Comment allez-vous jusqu'à présent ?

- Vivre avec un enfant atteint de paralysie cérébrale signifie une super organisation dans le large cercle familial. Parce que je travaille comme enseignante, ma mère m'aide pendant les heures d'école. En été - ma belle-mère.Mon fils de 16 ans s'y met aussi. C'est le sujet le plus douloureux pour moi, qui est complètement ignoré par les institutions: qu'advient-il de nos enfants en bonne santé ? Mon fils ne devrait pas devenir un troisième parent, mais en pratique c'est ce qui se passe. L'État ne fait rien pour fournir des services de jour et mon fils n'héritera pas de notre problème. Lorsqu'ils atteignent l'âge de la majorité, les jeunes handicapés commencent à percevoir une pension d'invalidité. Des cas plus graves comme ma fille

recevez BGN 80 par compagnon

Je demande à qui dois-je donner ces 80 BGN pour accompagner l'enfant ? ! Ainsi, ils transfèrent complètement la responsabilité à la famille. En tant que parents, nous remplissons nos devoirs, mais il n'y a pas de partenariat de l'autre côté.

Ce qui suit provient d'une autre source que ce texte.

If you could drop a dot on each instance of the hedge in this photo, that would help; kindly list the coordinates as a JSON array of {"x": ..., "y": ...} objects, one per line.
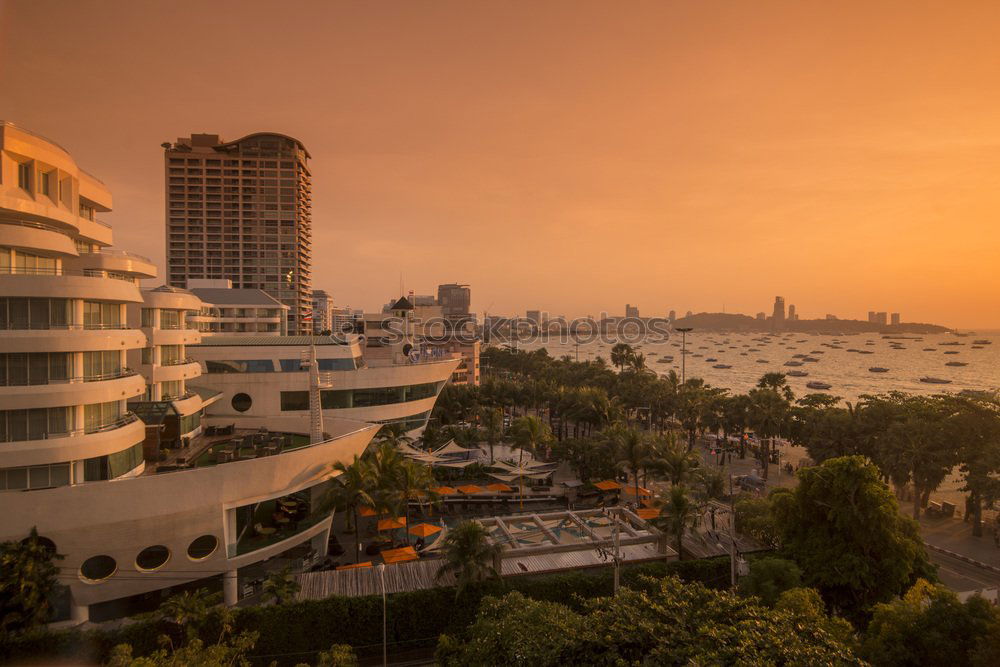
[{"x": 293, "y": 633}]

Et si vous êtes un parent célibataire ?

- C'est encore plus effrayant à mesure que la capacité d'adaptation diminue. Je connais une mère qui, pour aller travailler, laisse son enfant pendant 11 heures avec seulement son berger allemand.

Ce sont des choses terribles. Mais je ne veux pas effrayer les gens. Je parle simplement du point de vue d'un parent qui a un enfant handicapé et qui fait face à ces problèmes au quotidien.

Au Pays de Galles, outre les crèches, il existe également des places d'hébergement temporaire que la famille peut utiliser comme prévu au cours de l'année. Par exemple, pour pouvoir laisser l'enfant pendant deux semaines. Cela se fait également en cas de crise dans la famille, lorsque quelqu'un entre à l'hôpital. Il y a donc une alternative, car la prise en charge d'une personne handicapée est continue, 24 heures sur 24. Ce n'est pas seulement déprimant et fatiguant, mais cela vous limite également considérablement dans tout ce que vous faites.

Avez-vous vraiment fait une pause dans votre vie ?

- Oui, je me bats pour ça. Mais en même temps, je profite de toutes les heures que je passe avec ma fille. Je ne pense pas être puni. La plupart des parents le font. Nous sommes des gens normaux qui avons fait le choix conscient de prendre soin de nos enfants. Je ne comprends pas pourquoi l'État ne veut pas nous prêter main-forte. Il est écrit sur les réseaux sociaux que les parents adoptifs reçoivent jusqu'à 700 BGN par mois. Les jeunes comme les nôtres, qui ont atteint l'âge de la majorité, reçoivent une pension de 238 BGN. La différence est vraiment grande. Et le parent ne reçoit rien, bien que dans de nombreux cas, il ne puisse pas travailler et ne perçoive pas de sécurité sociale.Je ne pense pas que nous devrions nous opposer aux familles d'accueil, car faire sortir les enfants des institutions est une question terriblement importante.

Pourquoi vous battez-vous maintenant ?

- Nous nous concentrons maintenant sur la pression civile pour trouver de nouveaux services sociaux adéquats pour les personnes polyhandicapées. On ne parle pas seulement d'une garderie, car elle pourra accueillir une vingtaine de personnes. Le nombre de personnes dans le besoin est beaucoup plus important. Dans une ville comme Varna, il devrait y avoir des services sociaux avec un profil différent et pas une très grande capacité.

Maintenant, ils ferment de nombreuses maisons de retraite médico-sociales. Et là, la base est entièrement adaptée, très bien entretenue et ces bâtiments peuvent facilement être adaptés en crèches pour personnes plus handicapées.